If I’m wrong please credit the artist. If I’m right, please consider that irony may be dead…

@megmuttonhead @Santtu_61 @johncarlosbaez Definitely hit me too. Let's complain about stealing from authors while stealing from artists.

@ocdtrekkie @Santtu_61 @johncarlosbaez apparently, I was mistaken. (My allergy to AI images is possibly being generalized to all images… Gotta watch out for that.)

@megmuttonhead @Santtu_61 @johncarlosbaez What Cat C-B said ☝️: I’m getting mixed messages from the AI garbage pic.

@Wlm @megmuttonhead @Santtu_61 - irony is not dead, you just didn't read the image description.

@johncarlosbaez @Wlm @Santtu_61 Thank you for the correction! I appreciate it.

@johncarlosbaez using an AI-generated image on a post critical of LLMs is definitely A Look.

@johncarlosbaez @bstacey

a) you did sign away your copyright

b) is it not better to train LLM on proper academic papers rather than random rants on Twitter and Reddit?

@richardtol wrote:

"you did sign away your copyright"

No, I didn't - I avoid publishing with crap publishers who force bad contracts on their authors.
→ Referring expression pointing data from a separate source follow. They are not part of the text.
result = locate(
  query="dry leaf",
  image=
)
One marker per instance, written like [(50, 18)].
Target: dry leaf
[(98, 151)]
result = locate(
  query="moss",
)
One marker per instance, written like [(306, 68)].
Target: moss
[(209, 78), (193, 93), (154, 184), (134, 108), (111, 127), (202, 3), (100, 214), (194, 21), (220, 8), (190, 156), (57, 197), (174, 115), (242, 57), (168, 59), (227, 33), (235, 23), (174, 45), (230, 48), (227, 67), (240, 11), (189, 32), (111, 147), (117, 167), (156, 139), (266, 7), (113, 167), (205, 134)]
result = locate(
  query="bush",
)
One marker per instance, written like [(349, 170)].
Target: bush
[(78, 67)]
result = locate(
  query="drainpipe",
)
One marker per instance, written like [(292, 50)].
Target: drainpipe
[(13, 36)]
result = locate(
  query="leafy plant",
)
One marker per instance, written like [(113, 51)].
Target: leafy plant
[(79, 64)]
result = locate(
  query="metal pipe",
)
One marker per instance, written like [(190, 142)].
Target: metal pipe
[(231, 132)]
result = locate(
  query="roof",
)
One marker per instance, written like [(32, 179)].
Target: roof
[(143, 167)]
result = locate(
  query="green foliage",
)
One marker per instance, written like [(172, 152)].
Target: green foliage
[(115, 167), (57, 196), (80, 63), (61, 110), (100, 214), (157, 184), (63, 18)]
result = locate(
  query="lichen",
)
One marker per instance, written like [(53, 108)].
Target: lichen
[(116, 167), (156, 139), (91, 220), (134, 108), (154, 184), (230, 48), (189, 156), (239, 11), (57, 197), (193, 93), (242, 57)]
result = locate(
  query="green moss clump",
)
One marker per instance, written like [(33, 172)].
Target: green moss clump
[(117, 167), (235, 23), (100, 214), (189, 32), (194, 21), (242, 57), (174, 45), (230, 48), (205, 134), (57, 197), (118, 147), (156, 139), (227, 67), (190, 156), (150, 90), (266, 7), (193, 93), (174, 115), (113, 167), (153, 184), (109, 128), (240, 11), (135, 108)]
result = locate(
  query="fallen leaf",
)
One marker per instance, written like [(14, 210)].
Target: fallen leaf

But a bunch of suckers did. So I'm warning others.

"is it not better to train LLM on proper academic papers rather than random rants on Twitter and Reddit?"

Better for whom? You're not addressing the key problem here, which is that crap publishers are now trying to make people finish their books fast, and skip proper refereeing. That's not better for anyone except the publishers.

In scholarship researchers put work into figuring things out. They write papers and books. When people use the results in those papers and books, they cite that work so we can follow the citation, go back, and find out what's the evidence for those claims. And when authors are cited, they get rewarded in various ways.

When you take people's papers, put them into a blender, and produce a LLM that spits out claims based on an undifferentiated mix of stuff, it breaks the system in at least two ways. Users of the LLM can't easily find where these claims are coming from. And the scholars who did the research aren't getting rewarded by citations.

To fix this, we need LLMs that cite what they're basing their claims on.

And we need to fix the publishing model so that universities, whose scholars do the research, don't have to pay monopoly prices to access the results. It would be even better if ordinary citizens could freely access the research their taxes are paying for!

The main problem is that the publishers' goals are not aligned with those of the people who read and write the publications. .

@bstacey

@johncarlosbaez @bstacey it's a bit rich to post this with an "ai"-generated image attached

@johncarlosbaez @bstacey Seems like a mixed message to illlustrate a post deploring the harvesting of people’s original work without their consent for AI with an image created by the exact same thing.

@bstacey @johncarlosbaez @Adzebill Thst thought crossed my mind too. One of the problems with this wild frontier of AI products is having no way of knowing which were built on user-consented content and which were not.

@johncarlosbaez @bstacey I’m not a fan of AI but there’s some dissonance going on with the articles then using an AI image to advertise them

@PictoPirate - good, you noticed. Did you read the image description?

@johncarlosbaez @bstacey As a scientist that aims to do research for the betterment of society, I do not have a problem with any of my works being used to create AI databases. I guess what does rub me the wrong way a little is that publishers are once again making money off of the free labor of scientists. Will they reduce publication costs because of this windfall? Doubtful, they will probably get a great bonus this year.